Once that happened, Dan Cooper, who became known as D.B. Cooper because of news miscommunication, opened his briefcase to show Florence that he was serious. After that, he stated his demands: $200,000 in twenty-dollar bills, four parachutes, and a fuel truck standing by in Seattle to refuel the aircraft. When the flight landed, Dan, without argument, released the 35 passengers on board in exchange for the money and parachutes. Then, keeping a few crew members behind, he ordered the plane to take off again, setting course for Mexico City, with one stop in between, Reno, Nevada, for another refueling.

After this takeoff, Dan ordered those who remained to go to the cockpit and stay there. Then, at 8:00 p.m., without a single witness, he opened the aft airstair apparatus. Later, somewhere between Seattle and Reno, he did the unbelievable – Dan jumped out of the back of the plane with a parachute on his back and the ransom money in hand. It was only after approximately 10:15 p.m., though, when the plane had landed safely in Reno, the investigators confirmed that Dan Cooper was not onboard anymore, having disappeared into the night. Any subsequent search for him on the ground proved to be futile as well.

What Is D.B. Cooper’s Real Identity? Where Is He Now?

The FBI agents on this case were fortunate enough to recover 66 unidentified latent fingerprints aboard the aircraft, along with D.B./Dan’s black clip-on tie, tie clip, and two of the four parachutes. They also interviewed everyone who saw the hijacker or came in contact with him to develop a series of composite sketches and spread the word about him. Subsequently, they combined forces with Army soldiers, Air Force personnel, National Guardsmen, and civilian volunteers to conduct an extensive ground search for the perpetrator. But sadly, even with all that, they found no significant evidence that led them to D.B. Cooper.

Over the years, though, the FBI has processed over a thousand “serious suspects” in this case, including those who have either confessed on their deathbeds or for publicity. Some of the most prominent ones are Kenneth Christiansen, who died of cancer in 1994, leaving behind gold coins, a valuable stamp collection, and over $200,000 in bank accounts; Lynn Doyle Cooper, who passed away in 1999, and had an obsession with the Canadian comic book hero named Dan Cooper; along with Barbara Dayton, William Gossett, Robert Rackstraw, and Walter R. Reca – all of whom made self-implicating statements to someone before passing away.

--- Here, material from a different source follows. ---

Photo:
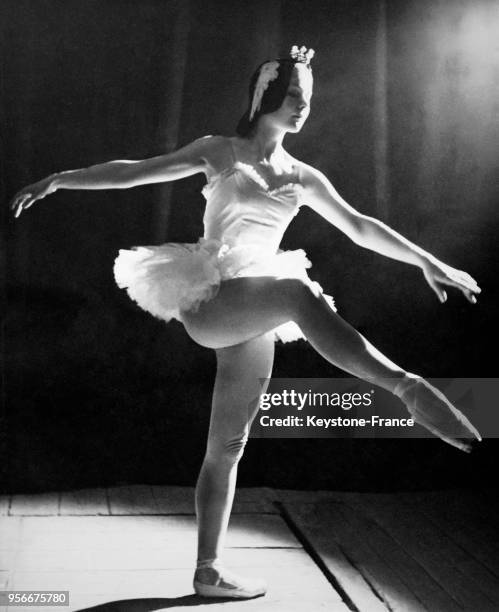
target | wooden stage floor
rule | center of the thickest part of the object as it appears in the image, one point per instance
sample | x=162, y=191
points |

On July 8, 2016, the FBI announced that while local officers would continue to accept and examine any legitimate physical evidence submitted by civilians, especially those which related to the parachutes or the ransom money, the Bureau in itself was suspending the active investigation on the D.B. Cooper case, citing that they needed to focus their resources on more pressing matters. Their 60-volume physical file on the topic is preserved at the FBI headquarters in Washington, D.C. Still, they have made all the evidence and information available to the public by compiling everything on their official website.

Is D.B. Cooper Dead or Alive?

Who Dan Cooper or D.B. Cooper really is, no one knows, and no one can even state for sure whether he is alive today or not. No evidence, theory, and conjecture point towards a single person. Therefore, the mastermind behind the only unsolved air piracy case in commercial aviation history remains unpunished to this day, having never been found.

All we know about D.B. Cooper is that he is still being sought out by many for arguably committing the perfect crime. After all, he managed to make $200,000 without physically harming a single soul and then disappeared into the night, literally into thin air, without a single trace of who he was or is left behind.